La Sith crissa des dents et serra les poings. Si son Maître lui avait enseigné la patience, ce n’était pas vraiment son point fort. Elle aurait volontiers pris son sabre laser pour se débarrasser de tous ces personnages qui commençaient à l’ennuyer prodigieusement avec leurs histoires.
— Je vais le tuer ! continuait Taimi dans sa rage. Et toi, sorcière, tu ne dis rien ?
La tête enfouie dans ses doigts crispés, il se trouvait assis sur le bord du lit dans la chambre plongée dans la pénombre, cependant que sa maîtresse regardait par les fenêtres les lueurs de la fête qui se déroulait en ville.
— Pourquoi tu ne dis rien ? hurla-t-il. Tu pourrais au moins prendre mon parti !
Les yeux de la theelin se plissèrent pour ne plus former qu’une fine ligne noire derrière laquelle un éclat écarlate se mit à luire. Les traits de son visage semblèrent changer un court instant, marqués par une ombre fugitive et ses joues se creusèrent pendant que les coins de la bouche s’affaissaient en un rictus inquiétant. Cette altération ne fut que de courte durée, cessant presque aussitôt et l’éclat rouge de ses yeux avait disparu lorsqu’elle les rouvrit.
Revenant jusqu’à lui, elle s’assit à ses côtés et prit sa tête contre sa poitrine comme une mère avec un enfant qui a du chagrin.
— Tu veux te venger de ton frère ? Fort, bien, je vais m’employer à t’aider.
Puis elle ajouta.
— Et si au lieu de le tuer, tu lui prenais plutôt son trône ?
— Son… trône ? balbutia Taimi d’une vois étouffée.
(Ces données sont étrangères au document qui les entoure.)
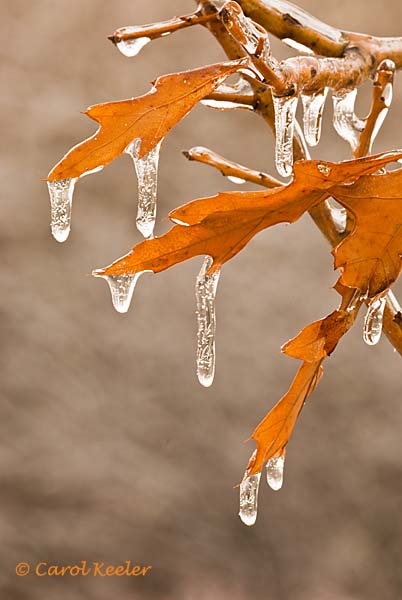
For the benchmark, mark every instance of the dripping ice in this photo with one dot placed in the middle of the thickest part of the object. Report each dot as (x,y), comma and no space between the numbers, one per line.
(249,498)
(121,287)
(346,123)
(131,48)
(373,321)
(61,197)
(147,176)
(313,107)
(205,291)
(275,468)
(285,111)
Co… comment veux-tu…
— Calem s’est fait beaucoup d’ennemis ces derniers jours avec la réforme sur l’esclavage qu’il vient d’entreprendre et le général Pardo ne le porte pas dans son cœur depuis qu’il lui a interdit de poursuivre les Kiathes. Et si nous arrivions à convaincre ce cher général, qui commande à toutes les armées, que son intérêt est de s’allier avec la Forteresse du Désert de Sang avec toi comme roi ; qu’ainsi, il pourrait restaurer tout l’éclat ancestral du Royaume et étendre son hégémonie sur la planète tout entière ?
Taimi s’arracha de son étreinte pour pouvoir la regarder en face.
— Avec la… forteresse ? Mais qui es-tu vraiment, Dolmie ?
Elle lui posa son index dressé sur les lèvres.
— Chut, les réponses à tes questions viendront en leur temps. Fais-moi seulement confiance et sous peu tu règneras sur Édéna en Maître absolu.
Il baissa les paupières puis la tête.
— Entendu, je te fais confiance, Dolmie. Fais de moi ce que tu voudras pourvu que je puisse tenir ma vengeance entre mes mains.
— Ce que je veux ? répéta-t-elle avec une douceur toute sensuelle.
— Ce que tu veux, souffla-t-il.
Puis après un silence il reprit.
— Mais si Pardo commande les armées, il ne commande pas la Garde royale. C’est Jarval qui en est le chef, sous l’autorité directe de Calem !
La Sith prit le visage du prince entre ses mains pour l’embrasser.
— Alors, tant pis pour la Garde… et tant pis pour Jarval !
Le sourire qui se dessina sur son visage fit éclater la blancheur de ses canines pointues qui ressemblaient à cet instant précis, aux crocs d’un nexu.
Les deux silhouettes s’allongèrent sur le lit dans l’obscurité. Diva savait parfaitement ce qu’il fallait faire pour calmer son petit prince, marionnette insignifiante entre ses doigts mais amant parfait qu’elle regrettait d’avance de devoir tuer sous peu.